Nevertheless, even with a smooth-walled saline implant, especially when using a large implant, complications such as breast tissue atrophy, chest wall deformity and even deflation can occur. This is why an increasing number of women are opting to have breast augmentation by autologous fat transfer. This procedure avoids the use of an implant altogether. Autologous fat transfer is a much less invasive operation than breast implant insertion as there is no cutting involved. Virtually all the complications are avoided and the only disadvantage of autologous fat transfer compared to breast augmentation with implants is that you are not able to choose the exact increase in breast volume. With an implant you can choose precisely what volume you would like to have inserted. With autologous fat transfer, the volume will depend on the amount of fat available and how the fat grows once it is grafted into your breast tissue. With current techniques of fat grafting it is likely that most (if not all) of the fat that is grafted into the breast survives and becomes part of the natural breast tissue.
The result may not be as large a bust as can be achieved with implants, but your breasts will look and feel completely natural and you will have the peace of mind that comes from knowing that you have avoided all the complications associated with breast implants.
Breast Augmentation by Autologous Fat Transfer. Result after 1 year. As well as the size increase, note the natural improvement in her cleavage.
Complications of Breast Implants according to the FDA
- Additional Surgeries. Breast implants are not considered lifetime devices.
- Patients should expect to have surgeries for replacement every 10-15 years.

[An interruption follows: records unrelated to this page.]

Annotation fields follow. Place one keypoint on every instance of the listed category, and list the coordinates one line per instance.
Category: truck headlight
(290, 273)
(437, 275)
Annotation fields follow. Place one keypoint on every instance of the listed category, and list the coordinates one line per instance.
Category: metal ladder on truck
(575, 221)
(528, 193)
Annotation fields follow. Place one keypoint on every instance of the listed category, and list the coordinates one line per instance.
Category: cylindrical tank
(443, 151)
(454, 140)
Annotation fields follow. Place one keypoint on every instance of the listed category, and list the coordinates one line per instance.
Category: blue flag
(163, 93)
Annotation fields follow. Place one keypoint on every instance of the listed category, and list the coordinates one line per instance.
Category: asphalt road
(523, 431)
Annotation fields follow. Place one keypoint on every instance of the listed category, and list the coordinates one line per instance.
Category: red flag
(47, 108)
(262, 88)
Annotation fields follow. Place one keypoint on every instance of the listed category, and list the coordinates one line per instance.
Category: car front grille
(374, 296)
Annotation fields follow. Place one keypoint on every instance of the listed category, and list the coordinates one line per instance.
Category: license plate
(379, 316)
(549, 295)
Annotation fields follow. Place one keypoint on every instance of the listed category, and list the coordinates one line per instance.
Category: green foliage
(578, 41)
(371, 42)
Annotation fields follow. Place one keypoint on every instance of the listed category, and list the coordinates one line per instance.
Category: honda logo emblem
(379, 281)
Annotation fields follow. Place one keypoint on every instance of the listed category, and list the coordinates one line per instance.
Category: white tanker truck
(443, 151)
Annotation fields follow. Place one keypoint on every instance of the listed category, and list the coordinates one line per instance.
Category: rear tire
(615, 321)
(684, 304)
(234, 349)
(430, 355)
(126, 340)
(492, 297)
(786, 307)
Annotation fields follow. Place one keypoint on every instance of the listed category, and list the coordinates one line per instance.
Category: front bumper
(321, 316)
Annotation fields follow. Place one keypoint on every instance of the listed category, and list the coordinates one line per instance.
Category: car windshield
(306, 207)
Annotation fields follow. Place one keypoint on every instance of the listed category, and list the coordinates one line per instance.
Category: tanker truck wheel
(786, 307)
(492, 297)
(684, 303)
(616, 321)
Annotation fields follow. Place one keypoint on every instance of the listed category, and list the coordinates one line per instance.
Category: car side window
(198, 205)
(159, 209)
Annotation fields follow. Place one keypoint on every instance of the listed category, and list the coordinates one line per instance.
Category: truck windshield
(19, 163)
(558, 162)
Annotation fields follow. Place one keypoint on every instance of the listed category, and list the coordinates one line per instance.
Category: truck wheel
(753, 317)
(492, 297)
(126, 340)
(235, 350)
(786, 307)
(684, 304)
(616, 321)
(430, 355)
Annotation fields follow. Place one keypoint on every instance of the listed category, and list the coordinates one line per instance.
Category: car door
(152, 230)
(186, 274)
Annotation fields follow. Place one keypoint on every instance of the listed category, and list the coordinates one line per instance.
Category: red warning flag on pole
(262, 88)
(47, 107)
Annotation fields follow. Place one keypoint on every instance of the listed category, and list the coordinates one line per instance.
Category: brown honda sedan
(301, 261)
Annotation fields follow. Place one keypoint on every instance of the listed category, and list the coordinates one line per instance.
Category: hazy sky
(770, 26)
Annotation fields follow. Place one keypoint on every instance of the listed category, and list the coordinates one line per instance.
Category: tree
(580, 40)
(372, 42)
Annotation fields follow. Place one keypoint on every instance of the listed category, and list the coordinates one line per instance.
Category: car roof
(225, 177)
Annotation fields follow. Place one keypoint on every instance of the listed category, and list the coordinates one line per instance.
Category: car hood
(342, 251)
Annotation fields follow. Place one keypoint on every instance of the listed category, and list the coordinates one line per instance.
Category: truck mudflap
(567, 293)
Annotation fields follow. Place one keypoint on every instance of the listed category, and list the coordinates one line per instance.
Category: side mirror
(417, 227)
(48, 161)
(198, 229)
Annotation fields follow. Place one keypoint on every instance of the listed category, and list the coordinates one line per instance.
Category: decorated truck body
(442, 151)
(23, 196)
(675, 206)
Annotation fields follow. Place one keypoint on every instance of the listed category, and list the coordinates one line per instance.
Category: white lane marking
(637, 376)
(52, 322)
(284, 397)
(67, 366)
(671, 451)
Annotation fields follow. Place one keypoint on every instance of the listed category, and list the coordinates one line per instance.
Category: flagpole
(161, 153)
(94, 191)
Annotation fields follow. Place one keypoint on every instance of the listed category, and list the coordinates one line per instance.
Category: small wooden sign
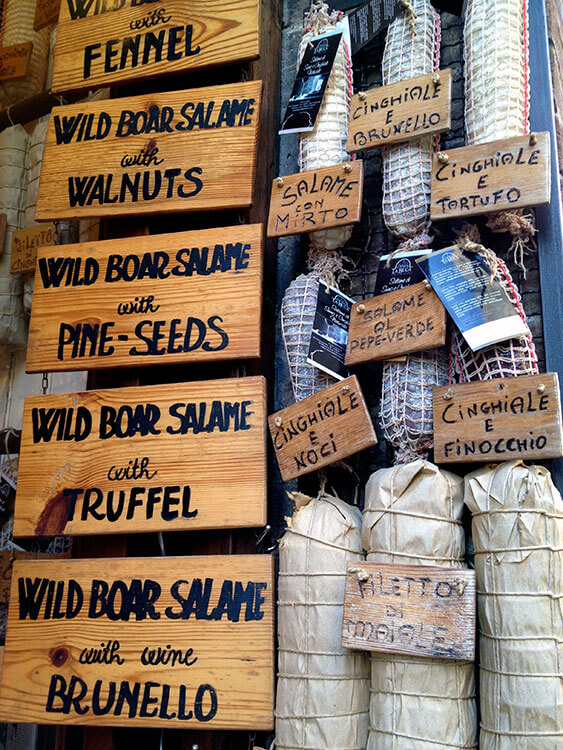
(319, 199)
(151, 154)
(156, 458)
(410, 609)
(498, 420)
(25, 243)
(148, 300)
(154, 642)
(400, 112)
(408, 320)
(330, 425)
(512, 173)
(14, 61)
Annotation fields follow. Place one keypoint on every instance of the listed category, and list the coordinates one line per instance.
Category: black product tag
(327, 347)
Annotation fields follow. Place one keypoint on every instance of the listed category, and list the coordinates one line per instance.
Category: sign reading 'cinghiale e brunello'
(168, 642)
(157, 458)
(151, 154)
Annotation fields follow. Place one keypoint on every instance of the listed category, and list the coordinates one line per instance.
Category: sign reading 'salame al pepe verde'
(167, 642)
(155, 458)
(151, 154)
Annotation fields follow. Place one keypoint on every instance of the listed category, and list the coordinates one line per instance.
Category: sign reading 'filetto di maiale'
(167, 642)
(157, 458)
(152, 153)
(148, 300)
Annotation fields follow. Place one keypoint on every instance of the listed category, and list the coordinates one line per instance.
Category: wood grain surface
(151, 154)
(408, 320)
(506, 174)
(156, 458)
(223, 634)
(400, 112)
(330, 425)
(410, 609)
(498, 420)
(318, 199)
(185, 297)
(147, 40)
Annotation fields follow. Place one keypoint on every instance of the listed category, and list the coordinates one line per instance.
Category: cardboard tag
(408, 320)
(498, 420)
(14, 61)
(410, 609)
(329, 425)
(156, 458)
(511, 173)
(318, 199)
(25, 243)
(151, 642)
(148, 300)
(400, 112)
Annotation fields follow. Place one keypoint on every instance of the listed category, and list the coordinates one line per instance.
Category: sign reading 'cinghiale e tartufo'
(158, 458)
(169, 642)
(151, 153)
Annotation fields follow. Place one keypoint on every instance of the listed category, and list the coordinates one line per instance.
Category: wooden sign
(104, 43)
(330, 425)
(512, 173)
(400, 112)
(157, 458)
(410, 609)
(319, 199)
(14, 61)
(154, 642)
(498, 420)
(408, 320)
(151, 154)
(25, 243)
(186, 297)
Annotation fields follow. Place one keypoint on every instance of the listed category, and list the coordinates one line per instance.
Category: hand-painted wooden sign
(154, 642)
(410, 609)
(400, 112)
(512, 173)
(14, 61)
(330, 425)
(25, 243)
(157, 458)
(319, 199)
(152, 153)
(408, 320)
(103, 43)
(498, 420)
(186, 297)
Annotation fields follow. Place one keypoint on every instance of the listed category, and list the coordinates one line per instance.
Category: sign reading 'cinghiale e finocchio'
(151, 154)
(167, 642)
(156, 458)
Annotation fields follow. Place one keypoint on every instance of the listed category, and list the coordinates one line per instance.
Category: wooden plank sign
(157, 458)
(408, 320)
(154, 642)
(104, 43)
(330, 425)
(498, 420)
(148, 300)
(319, 199)
(25, 243)
(14, 61)
(152, 153)
(400, 112)
(410, 609)
(511, 173)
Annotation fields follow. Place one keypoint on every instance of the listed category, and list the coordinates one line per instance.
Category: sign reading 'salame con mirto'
(167, 642)
(151, 154)
(104, 42)
(156, 458)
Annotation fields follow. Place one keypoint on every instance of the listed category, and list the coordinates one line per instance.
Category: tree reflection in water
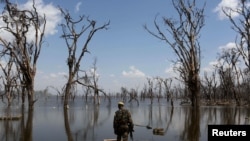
(86, 121)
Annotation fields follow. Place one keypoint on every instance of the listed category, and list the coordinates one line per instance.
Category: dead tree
(182, 36)
(9, 78)
(241, 26)
(24, 48)
(87, 28)
(229, 73)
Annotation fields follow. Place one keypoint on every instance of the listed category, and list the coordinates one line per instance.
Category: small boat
(109, 139)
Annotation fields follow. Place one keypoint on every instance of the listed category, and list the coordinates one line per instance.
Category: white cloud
(52, 14)
(133, 72)
(226, 5)
(228, 46)
(77, 8)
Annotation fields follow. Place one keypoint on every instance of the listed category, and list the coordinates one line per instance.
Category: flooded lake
(84, 121)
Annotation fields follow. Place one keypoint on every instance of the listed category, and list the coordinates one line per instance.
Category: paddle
(148, 127)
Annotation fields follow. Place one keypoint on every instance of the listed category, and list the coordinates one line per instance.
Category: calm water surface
(84, 121)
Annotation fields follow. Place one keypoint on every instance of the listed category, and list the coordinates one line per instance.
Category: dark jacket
(122, 121)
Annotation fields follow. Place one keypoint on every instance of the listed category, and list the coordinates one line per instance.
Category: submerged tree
(241, 25)
(182, 36)
(77, 43)
(26, 29)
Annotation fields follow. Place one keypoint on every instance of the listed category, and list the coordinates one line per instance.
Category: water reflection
(89, 122)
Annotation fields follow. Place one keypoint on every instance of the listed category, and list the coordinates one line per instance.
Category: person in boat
(123, 123)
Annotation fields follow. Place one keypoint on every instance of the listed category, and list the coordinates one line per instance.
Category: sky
(126, 53)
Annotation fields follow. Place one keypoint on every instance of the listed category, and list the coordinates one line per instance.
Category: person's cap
(120, 103)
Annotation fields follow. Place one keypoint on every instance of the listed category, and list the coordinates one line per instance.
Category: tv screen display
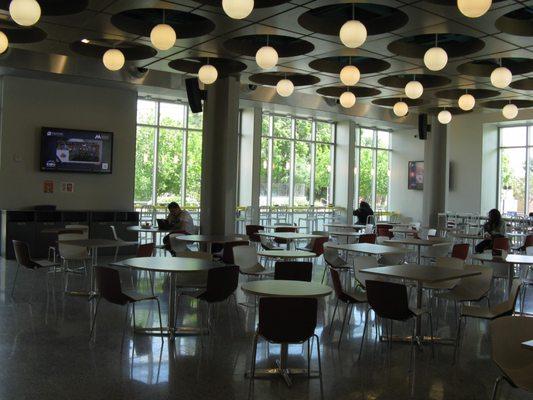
(416, 175)
(72, 150)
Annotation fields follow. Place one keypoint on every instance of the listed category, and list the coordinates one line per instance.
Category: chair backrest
(287, 319)
(145, 250)
(227, 250)
(460, 250)
(251, 231)
(22, 254)
(221, 283)
(501, 244)
(293, 271)
(368, 238)
(109, 286)
(388, 300)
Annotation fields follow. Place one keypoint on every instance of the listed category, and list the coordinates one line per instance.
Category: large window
(296, 161)
(168, 154)
(372, 174)
(515, 189)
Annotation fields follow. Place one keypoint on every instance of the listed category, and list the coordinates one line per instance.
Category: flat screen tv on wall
(73, 150)
(415, 175)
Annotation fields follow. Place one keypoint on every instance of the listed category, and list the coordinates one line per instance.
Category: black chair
(287, 320)
(293, 271)
(390, 301)
(109, 287)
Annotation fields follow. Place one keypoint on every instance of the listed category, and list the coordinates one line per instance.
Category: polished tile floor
(45, 354)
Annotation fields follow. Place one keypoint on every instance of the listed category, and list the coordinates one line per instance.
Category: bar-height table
(282, 288)
(421, 274)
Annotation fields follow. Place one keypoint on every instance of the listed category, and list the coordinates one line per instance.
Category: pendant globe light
(510, 111)
(4, 42)
(467, 102)
(266, 57)
(353, 33)
(444, 117)
(113, 59)
(414, 89)
(350, 75)
(163, 36)
(436, 57)
(473, 8)
(285, 87)
(207, 74)
(25, 12)
(400, 109)
(238, 9)
(501, 77)
(347, 99)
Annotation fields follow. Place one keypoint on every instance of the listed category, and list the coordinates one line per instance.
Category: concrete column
(435, 173)
(219, 158)
(344, 169)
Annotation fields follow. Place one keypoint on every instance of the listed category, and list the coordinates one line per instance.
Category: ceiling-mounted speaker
(423, 127)
(194, 94)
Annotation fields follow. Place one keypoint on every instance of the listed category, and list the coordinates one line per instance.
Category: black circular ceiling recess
(329, 19)
(286, 46)
(141, 21)
(518, 66)
(499, 104)
(427, 80)
(454, 94)
(55, 7)
(333, 65)
(224, 66)
(21, 34)
(359, 91)
(523, 84)
(517, 22)
(391, 101)
(97, 48)
(257, 3)
(272, 78)
(456, 45)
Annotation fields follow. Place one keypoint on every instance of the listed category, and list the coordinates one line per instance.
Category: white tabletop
(286, 253)
(367, 248)
(281, 288)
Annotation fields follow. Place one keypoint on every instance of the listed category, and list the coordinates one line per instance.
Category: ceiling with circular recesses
(141, 21)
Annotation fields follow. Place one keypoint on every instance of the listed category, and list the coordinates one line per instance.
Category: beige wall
(29, 104)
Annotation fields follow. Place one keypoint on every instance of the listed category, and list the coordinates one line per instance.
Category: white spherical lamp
(467, 102)
(207, 74)
(501, 77)
(473, 8)
(113, 59)
(347, 99)
(25, 12)
(444, 117)
(163, 36)
(285, 87)
(414, 89)
(353, 34)
(238, 9)
(400, 109)
(510, 111)
(266, 57)
(350, 75)
(435, 58)
(4, 42)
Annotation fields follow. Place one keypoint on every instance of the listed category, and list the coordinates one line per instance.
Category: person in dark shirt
(363, 212)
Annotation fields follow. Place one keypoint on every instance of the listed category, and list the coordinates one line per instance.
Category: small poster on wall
(48, 186)
(67, 187)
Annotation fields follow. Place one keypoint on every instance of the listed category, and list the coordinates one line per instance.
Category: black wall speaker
(423, 127)
(194, 94)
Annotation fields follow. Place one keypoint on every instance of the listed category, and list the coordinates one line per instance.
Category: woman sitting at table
(493, 228)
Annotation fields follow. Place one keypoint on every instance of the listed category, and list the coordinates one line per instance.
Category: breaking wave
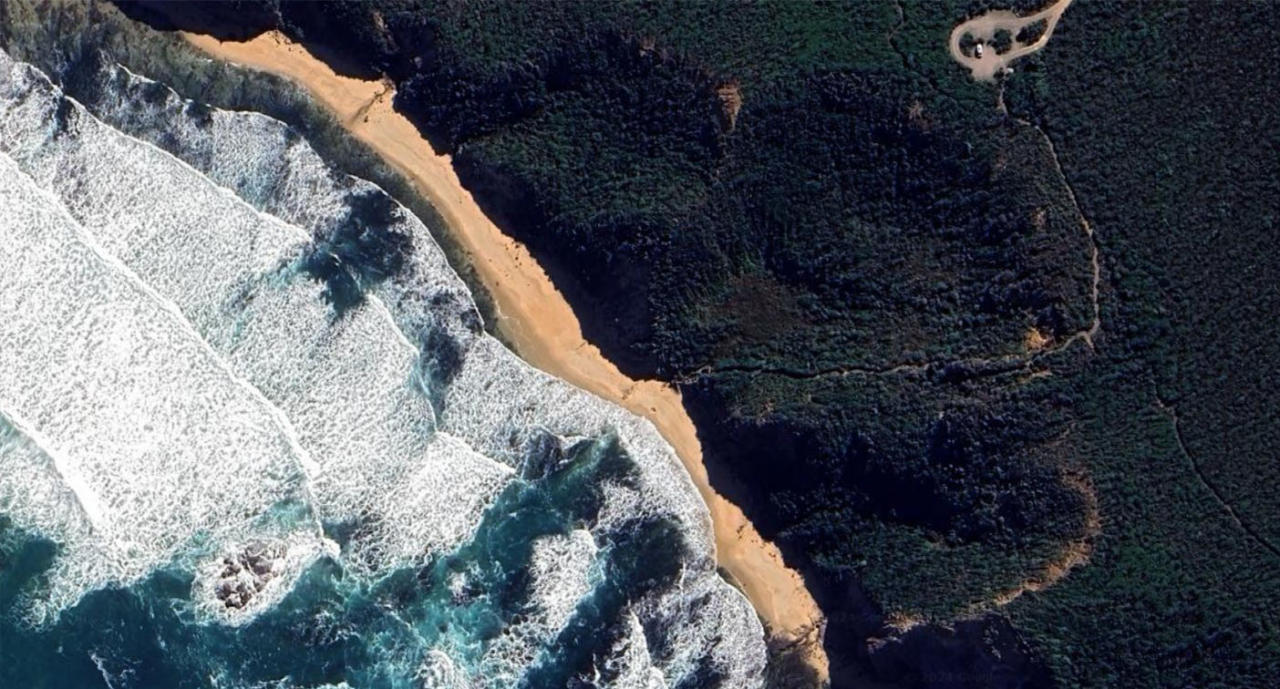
(252, 432)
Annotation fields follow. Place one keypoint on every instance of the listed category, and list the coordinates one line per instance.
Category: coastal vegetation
(990, 361)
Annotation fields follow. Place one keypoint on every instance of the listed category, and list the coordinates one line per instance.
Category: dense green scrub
(877, 292)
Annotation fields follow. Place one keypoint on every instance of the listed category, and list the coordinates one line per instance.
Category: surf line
(536, 319)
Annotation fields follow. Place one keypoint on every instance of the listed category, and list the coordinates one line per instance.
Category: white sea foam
(561, 573)
(164, 451)
(347, 384)
(415, 479)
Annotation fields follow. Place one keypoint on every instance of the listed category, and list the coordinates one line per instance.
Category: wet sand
(534, 316)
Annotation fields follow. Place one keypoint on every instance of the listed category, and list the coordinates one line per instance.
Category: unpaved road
(983, 28)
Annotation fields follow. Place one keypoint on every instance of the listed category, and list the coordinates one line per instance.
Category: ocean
(252, 434)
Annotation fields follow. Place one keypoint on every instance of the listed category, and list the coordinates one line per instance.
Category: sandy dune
(536, 319)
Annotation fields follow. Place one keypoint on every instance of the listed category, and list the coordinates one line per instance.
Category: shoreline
(538, 322)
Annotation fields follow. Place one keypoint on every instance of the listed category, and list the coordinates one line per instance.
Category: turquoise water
(252, 434)
(332, 628)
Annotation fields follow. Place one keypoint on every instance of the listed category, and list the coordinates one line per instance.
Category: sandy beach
(534, 316)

- Asymmetry. Breasts may not be symmetrical after implantation.
- Breastfeeding. Breastfeeding may or may not be affected by implants. Another consideration is that it is possible that a small amount of silicone may pass through breast implants’ silicone shell into breast milk during breastfeeding. The FDA states that there are no established methods for accurately detecting silicone levels in breast milk.
- Breast Pain. Ongoing pain in the nipple or breast.
- Breast Tissue Atrophy. Thinning and shrinking of the breast tissue and skin.
- Calcification/Calcium Deposits. Hard lumps around the implant that can be mistaken for cancer during a mammography.
- Chest Wall Deformity. Rib cage and chest wall can appear deformed.
- Deflation in Saline Implants. Leakage of saline caused by valve leak, tear or rupture of the silicone shell.
- Delayed Wound Healing. Incision site fails to heal normally.
- Extrusion. The skin breaks down, and the implant appears through the skin.
- Hematomas. Blood collects near the surgical site resulting in swelling, bruising and pain. Large hematomas may require surgical draining.
- Iatrogenic Injury/Damage. Damage to breast tissue or implant as a result of the implant surgery.
- Infection, including Toxic Shock Syndrome. Caused by wounds contaminated with bacteria or fungi. If antibiotics fail, the implant may need to be removed.
- Inflammation/Irritation. Redness, swelling, pain and irritation caused by the body as a result of injury or infection.
- Lymphedema or Lymphadenopathy. Swollen or enlarged lymph nodes.
- Malposition/Displacement. The implant may not be in the correct position after surgery. Shifting can occur due to gravity, trauma or capsular contracture.
- Necrosis. Dead skin or tissue around the breast caused by infection, steroids, smoking, chemotherapy/radiation and excessive heat or cold therapy.
- Nipple/Breast Changes. Increase or decrease in the feeling and sensitivity of the nipple and breast. May affect sexual response or breastfeeding.
- Palpability. The implant is felt through the skin.
- Ptosis. Breast sagging due to aging, pregnancy, or weight loss.
- Redness/Bruising. Bleeding during surgery can cause the skin to change colour; it is likely temporary.
- Seroma. Fluid may collect around the implant causing swelling, pain and bruising. The body may absorb small seromas; however, larger ones will require surgical draining.
- Skin Rash. Rash on or around the breast.
- Unsatisfactory Style/Size. The patient is unsatisfied with the overall look.
- Visibility. The implant can be seen through the skin.
- Wrinkling/Rippling. Wrinkling of the implant that can be seen or felt through the skin.